# UK/London blade shows that have good kitchen knife representation



## DisconnectedAG (Aug 21, 2019)

Hi fellow UK people.

Are there any gatherings/trade shows in London that focus on kitchen knives that would be interesting to attend?

I've done some googling, but not really found anything that interesting. And obviously with the UK's knife fear frenzy it's not the best positioned hobby to have big events around.


----------



## Noodle Soup (Aug 22, 2019)

Shows that focus on kitchen knives are few and far between everywhere. Though I don't understand the fear of kitchen knives the English now seem to have, it doesn't sound like a good venue for a show.


----------



## bryan03 (Aug 22, 2019)

There is not a lot of kitchen knife maker in Europe. not enough to make a kitchen knife show....
few regular knife show but only few kitchen knife maker on each.
in france, maybe 15 knife show/year, and only 3 or 4 table full of kitchen knife.


----------



## DisconnectedAG (Aug 22, 2019)

Yes, that's what I thought.

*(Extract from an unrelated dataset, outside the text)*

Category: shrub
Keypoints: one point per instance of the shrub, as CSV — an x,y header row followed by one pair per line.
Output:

It's a real shame.


----------



## MAS4T0 (Aug 27, 2019)

You'd have better luck visiting KKF members in and around London.


----------



## TB_London (Aug 27, 2019)

Knives uk happens in June just outside Bristol and quite a few makers will have kitchen knives on their stands. Most aren’t the high performing knives I want them to be though.


----------